Any generic algorithm is always outranked by a system specific implementation due to the inheritance chain of execution policies. Let’s look at the generic sort implementation’s interface:

namespace thrust::system::detail::generic {
  template <typename DerivedPolicy, typename RandomAccessIterator>
  void sort(thrust::execution_policy<DerivedPolicy>& exec,
            RandomAccessIterator first, RandomAccessIterator last);
}

Notice that it takes the execution policy argument as thrust::execution_policy, which is derived from thrust::detail::execution_policy_base, which appears in the public API. This is why any overload in the generic system will always outrank the public API entry point.

System selection#

Thrust also provides overloads of most algorithms without an execution policy, in which case the execution policy is determined based on the remaining arguments, usually iterators.
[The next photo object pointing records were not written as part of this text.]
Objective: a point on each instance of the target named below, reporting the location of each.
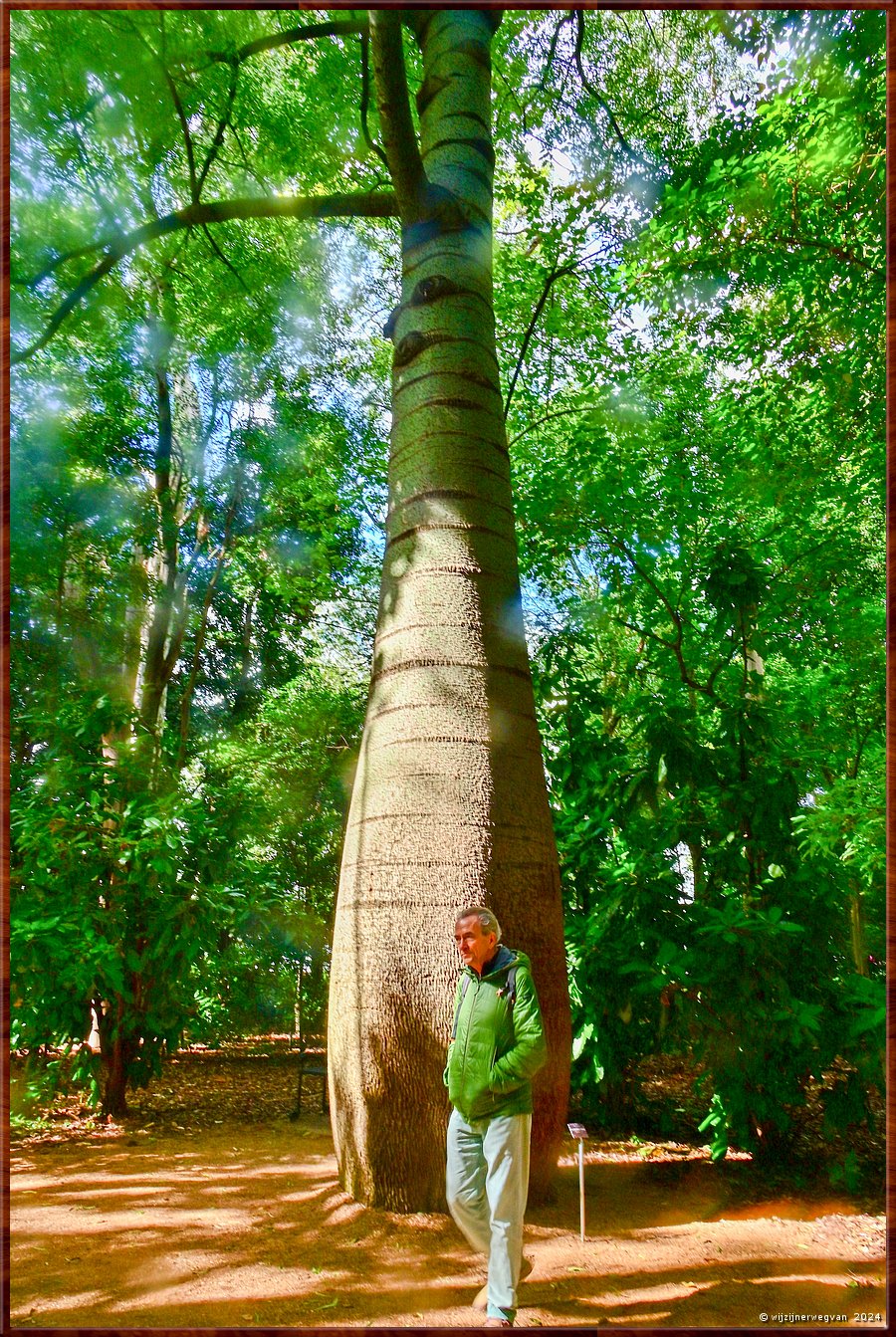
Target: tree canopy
(209, 210)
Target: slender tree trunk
(450, 802)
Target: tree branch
(588, 86)
(219, 132)
(339, 27)
(398, 135)
(557, 272)
(365, 100)
(374, 205)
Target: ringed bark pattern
(450, 801)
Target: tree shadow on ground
(253, 1230)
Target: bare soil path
(163, 1223)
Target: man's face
(474, 943)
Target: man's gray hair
(484, 916)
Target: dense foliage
(690, 285)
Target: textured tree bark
(450, 802)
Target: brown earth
(207, 1208)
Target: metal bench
(312, 1063)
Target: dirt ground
(238, 1221)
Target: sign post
(580, 1134)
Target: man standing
(497, 1045)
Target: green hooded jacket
(498, 1047)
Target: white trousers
(487, 1186)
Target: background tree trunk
(450, 802)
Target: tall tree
(450, 805)
(450, 801)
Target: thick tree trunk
(450, 802)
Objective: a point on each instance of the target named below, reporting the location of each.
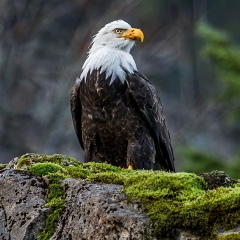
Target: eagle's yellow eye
(118, 31)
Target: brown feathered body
(121, 123)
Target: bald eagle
(116, 111)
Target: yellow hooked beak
(133, 34)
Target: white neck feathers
(114, 62)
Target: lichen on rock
(164, 205)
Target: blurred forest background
(191, 53)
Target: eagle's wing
(76, 110)
(146, 97)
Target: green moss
(106, 177)
(179, 201)
(230, 237)
(172, 200)
(42, 169)
(2, 166)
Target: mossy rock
(172, 200)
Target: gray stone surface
(99, 211)
(22, 197)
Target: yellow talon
(130, 167)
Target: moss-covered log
(205, 206)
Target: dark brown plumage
(121, 124)
(116, 111)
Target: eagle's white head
(110, 51)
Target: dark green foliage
(198, 161)
(226, 58)
(171, 200)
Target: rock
(22, 197)
(99, 211)
(59, 205)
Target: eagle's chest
(102, 100)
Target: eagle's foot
(130, 167)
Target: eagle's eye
(118, 30)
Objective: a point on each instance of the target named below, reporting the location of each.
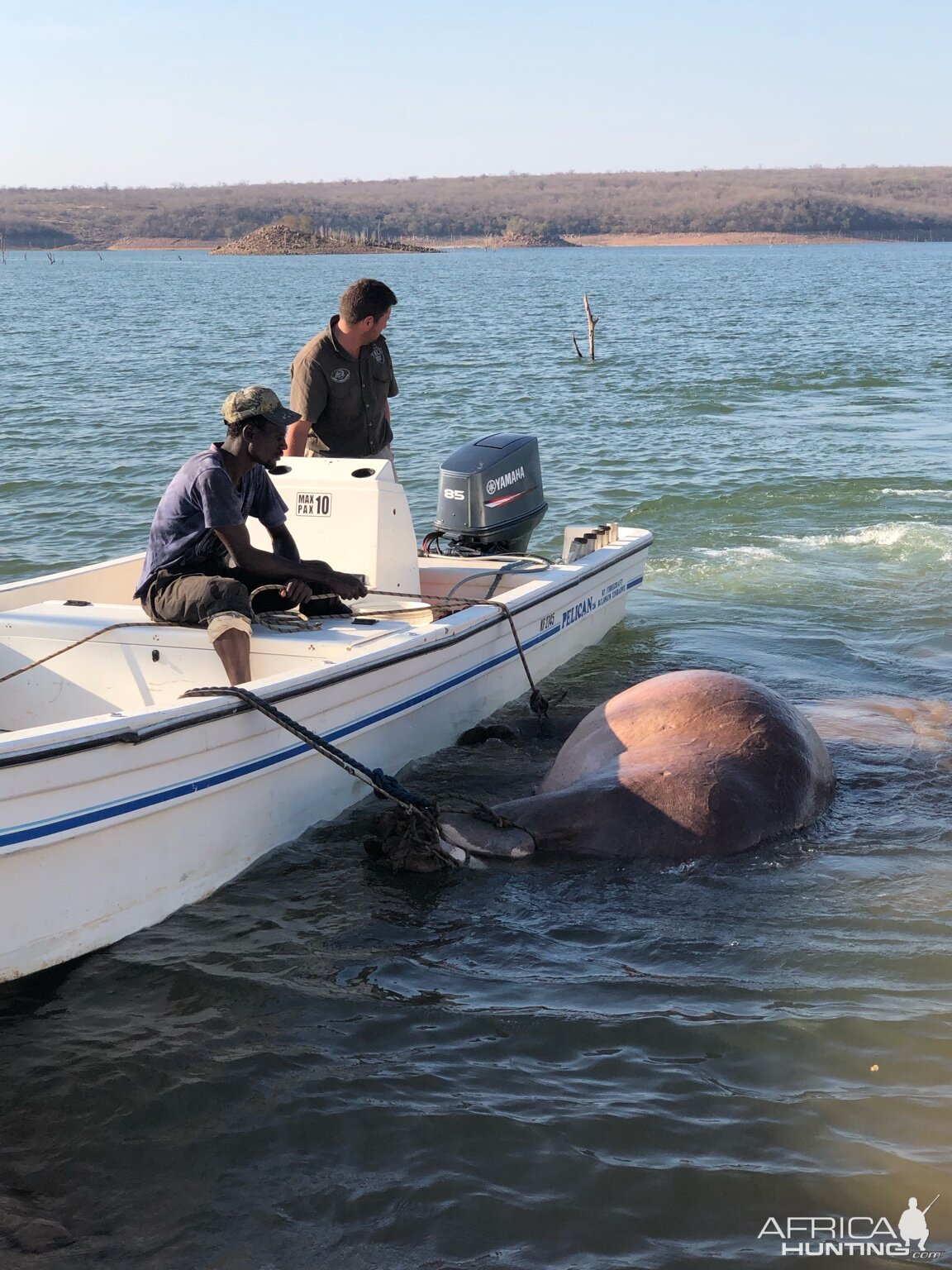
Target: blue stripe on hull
(112, 810)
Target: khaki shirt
(345, 397)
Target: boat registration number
(312, 504)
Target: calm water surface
(555, 1064)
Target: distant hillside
(284, 239)
(869, 202)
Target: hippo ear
(483, 838)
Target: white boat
(122, 801)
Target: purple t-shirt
(202, 498)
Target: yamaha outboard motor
(490, 497)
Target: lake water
(556, 1064)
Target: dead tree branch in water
(592, 328)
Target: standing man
(341, 380)
(201, 566)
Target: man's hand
(348, 585)
(296, 591)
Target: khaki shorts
(194, 599)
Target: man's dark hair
(367, 298)
(253, 421)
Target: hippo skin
(686, 765)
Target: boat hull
(108, 831)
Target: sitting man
(341, 381)
(201, 566)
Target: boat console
(355, 514)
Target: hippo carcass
(689, 763)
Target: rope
(539, 704)
(419, 827)
(103, 630)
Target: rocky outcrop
(282, 241)
(522, 239)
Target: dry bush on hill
(890, 202)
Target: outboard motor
(490, 497)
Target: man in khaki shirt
(341, 380)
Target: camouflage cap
(257, 400)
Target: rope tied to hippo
(418, 828)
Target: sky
(205, 92)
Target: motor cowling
(490, 494)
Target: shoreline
(492, 243)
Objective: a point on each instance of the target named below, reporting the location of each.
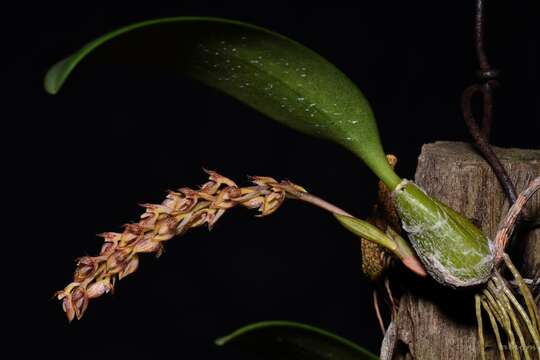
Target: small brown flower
(180, 211)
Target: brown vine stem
(507, 227)
(481, 136)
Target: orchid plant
(295, 86)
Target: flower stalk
(180, 211)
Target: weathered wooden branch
(438, 323)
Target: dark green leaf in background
(271, 73)
(287, 340)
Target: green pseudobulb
(453, 250)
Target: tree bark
(438, 323)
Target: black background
(114, 137)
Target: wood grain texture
(438, 323)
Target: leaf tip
(56, 76)
(222, 340)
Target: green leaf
(271, 73)
(290, 340)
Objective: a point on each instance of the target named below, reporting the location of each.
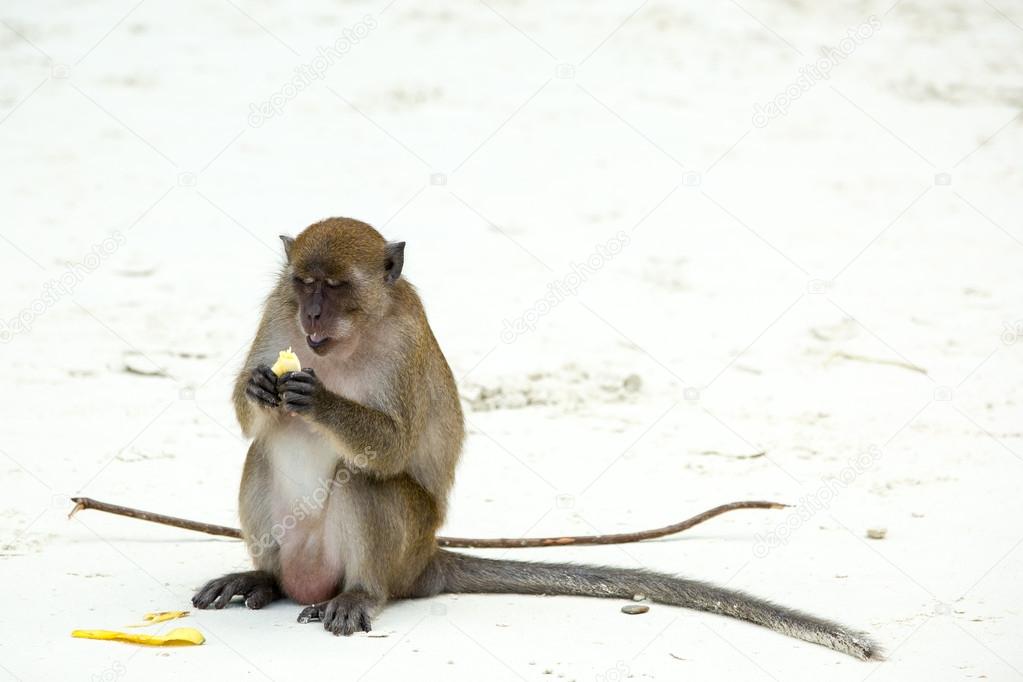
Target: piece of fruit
(286, 362)
(176, 637)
Let’s look at thrust::adjacent_difference:

namespace thrust {
  template <typename InputIterator, typename OutputIterator>
  OutputIterator adjacent_difference(InputIterator first, InputIterator last, OutputIterator result) {
    using system::detail::generic::select_system;
    using System1 = iterator_system_t<InputIterator>;
    using System2 = iterator_system_t<OutputIterator>;
    System1 system1;
    System2 system2;
    return thrust::adjacent_difference(select_system(system1, system2), first, last, result);
  }
}

Such an API is implemented by first bringing select_system from the generic system into scope. Then, we determine the system types associated with all iterator types via thrust::iterator_system, and instantiate these systems. We then select one of these systems and pass the it to the corresponding overload of adjacent_difference, taking an execution policy as first argument. Notice that this call is qualified with thrust::, so ADL is not used here. The dispatch to the correct system will be performed in the called overload of adjacent_difference.

select_system is implemented in the generic system, but no other Thrust system provides a different version of it. However, since users can define their own systems, they could also provide a different algorithm for selecting between multiple systems. The generic implementation will select the system to which all other systems are convertible (this is called the minimum system). If we remember how execution policies and tags are defined, they form inheritance hierarchies and tags have conversion operators, so those play a role here. select_system may not find a minimum system, in which case it returns thrust::detail::unrelated_systems<System1, System2, ...>, which usually fails to find an overload via ADL and lead to a compilation error.